While opposition factions were not ready to support PoR-drafted bills, pro-government majority representatives insisted upon their colleague’s Yuriy Miroshnichenko’s draft law. The bill gives all protesters 15 days time to leave all administrative buildings and streets (except Maydan) as a condition or applying the amnesty bill.
According to different sources, some part of Party of Regions’ members (at most those controlled by Ukrainian business tycoons Rinat Akhmetov and Dmytro Firtash) disagreed with the majority and were ready not only to support one of the opposition-drafted bills, but join the parliamentary minority and vote for constitutional changes.
This was a worrying sign for PoR-led majority, which decided to conduct a meeting and convince all faction’s members to support Miroshnichenko bill. Predicting possible split in PoR faction and parliamentary majority, President Yanukovych immediately came to Verkhovna Rada to personally press MPs to back Miroshnichenko-drafted variant and prevent the setup of a new majority.
Anonymous sources say that President was screaming, using obscene rhetoric, and threatening rebelling MPs with very tough sanctions.
After “the revolt” was put down, MPs supported draft law tabled by Miroshnichenko with 232 votes.
At the same time, some sources do not rule out that Russia could have been staying behind the developments that finally put obstacles on opposition’s attempts to make the most of situation in Rada.
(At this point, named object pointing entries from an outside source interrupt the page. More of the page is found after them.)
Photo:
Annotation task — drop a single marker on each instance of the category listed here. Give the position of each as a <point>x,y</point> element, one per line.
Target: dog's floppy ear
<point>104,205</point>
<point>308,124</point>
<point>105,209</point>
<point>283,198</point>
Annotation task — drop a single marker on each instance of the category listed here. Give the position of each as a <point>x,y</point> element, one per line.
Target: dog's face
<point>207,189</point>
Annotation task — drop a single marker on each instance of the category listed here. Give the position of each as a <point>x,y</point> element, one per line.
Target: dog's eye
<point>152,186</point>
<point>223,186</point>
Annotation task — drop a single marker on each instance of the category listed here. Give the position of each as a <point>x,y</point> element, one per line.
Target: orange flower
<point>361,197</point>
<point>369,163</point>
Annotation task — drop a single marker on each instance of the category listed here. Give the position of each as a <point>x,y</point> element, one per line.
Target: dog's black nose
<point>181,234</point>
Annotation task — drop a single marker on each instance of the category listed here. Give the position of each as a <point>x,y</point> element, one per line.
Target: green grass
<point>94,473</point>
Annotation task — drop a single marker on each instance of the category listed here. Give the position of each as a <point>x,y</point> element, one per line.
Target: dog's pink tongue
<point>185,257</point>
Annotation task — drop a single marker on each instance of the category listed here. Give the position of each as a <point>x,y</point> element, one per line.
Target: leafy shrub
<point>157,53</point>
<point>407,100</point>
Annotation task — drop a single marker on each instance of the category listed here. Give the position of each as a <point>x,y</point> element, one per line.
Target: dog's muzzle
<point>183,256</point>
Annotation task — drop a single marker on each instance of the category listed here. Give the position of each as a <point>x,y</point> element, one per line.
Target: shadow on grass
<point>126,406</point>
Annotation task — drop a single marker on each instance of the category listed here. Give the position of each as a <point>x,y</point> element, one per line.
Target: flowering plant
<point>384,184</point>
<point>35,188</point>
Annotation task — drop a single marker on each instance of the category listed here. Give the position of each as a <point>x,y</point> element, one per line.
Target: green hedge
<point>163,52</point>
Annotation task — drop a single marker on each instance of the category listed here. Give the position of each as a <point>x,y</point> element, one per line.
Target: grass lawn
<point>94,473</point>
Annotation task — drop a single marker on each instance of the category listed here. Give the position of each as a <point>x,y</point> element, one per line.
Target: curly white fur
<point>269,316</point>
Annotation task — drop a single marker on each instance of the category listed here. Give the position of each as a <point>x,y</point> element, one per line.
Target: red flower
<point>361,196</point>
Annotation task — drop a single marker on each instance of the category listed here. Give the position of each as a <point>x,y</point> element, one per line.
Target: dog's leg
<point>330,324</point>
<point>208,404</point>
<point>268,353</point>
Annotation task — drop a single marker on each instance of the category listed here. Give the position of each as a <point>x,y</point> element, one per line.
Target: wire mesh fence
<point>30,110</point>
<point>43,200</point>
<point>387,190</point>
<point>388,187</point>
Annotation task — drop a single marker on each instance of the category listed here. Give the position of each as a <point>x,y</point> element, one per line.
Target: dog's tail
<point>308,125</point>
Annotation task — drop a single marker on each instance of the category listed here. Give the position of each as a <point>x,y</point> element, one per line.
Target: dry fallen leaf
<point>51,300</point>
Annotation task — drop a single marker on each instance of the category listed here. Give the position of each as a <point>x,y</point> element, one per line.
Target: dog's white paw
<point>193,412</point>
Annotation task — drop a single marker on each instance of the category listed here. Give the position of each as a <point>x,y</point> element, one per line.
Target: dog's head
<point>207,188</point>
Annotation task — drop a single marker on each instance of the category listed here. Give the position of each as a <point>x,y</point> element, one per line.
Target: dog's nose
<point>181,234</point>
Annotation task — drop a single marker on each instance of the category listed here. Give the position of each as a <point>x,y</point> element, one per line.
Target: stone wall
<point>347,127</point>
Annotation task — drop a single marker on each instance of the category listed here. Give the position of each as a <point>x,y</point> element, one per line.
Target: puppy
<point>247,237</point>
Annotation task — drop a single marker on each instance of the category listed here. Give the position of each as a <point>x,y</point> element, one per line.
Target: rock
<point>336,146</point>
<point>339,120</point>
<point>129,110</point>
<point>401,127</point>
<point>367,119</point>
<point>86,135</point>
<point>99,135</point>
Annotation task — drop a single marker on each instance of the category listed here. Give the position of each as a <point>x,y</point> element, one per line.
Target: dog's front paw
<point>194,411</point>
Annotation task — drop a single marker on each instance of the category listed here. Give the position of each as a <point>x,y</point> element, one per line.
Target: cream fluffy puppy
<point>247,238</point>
Russia has tightened customs checks for Ukrainian goods on its border boosting concerns among PoR MPs that have business interests in Russia.
By acting in this way, Moscow wanted to show what consequences Yanukovych may suffer if he decides to stick to peaceful political solution of the crisis supported by Western countries.
Under certain circumstances, newly adopted amnesty law gives Yanukovych levers to resort to violence, if protesters refuse to free administrative buildings and streets within two weeks. Violent scenario is inadmissible to the EU and the US, but, on the contrary, could be regarded with favour by Russia and its allies.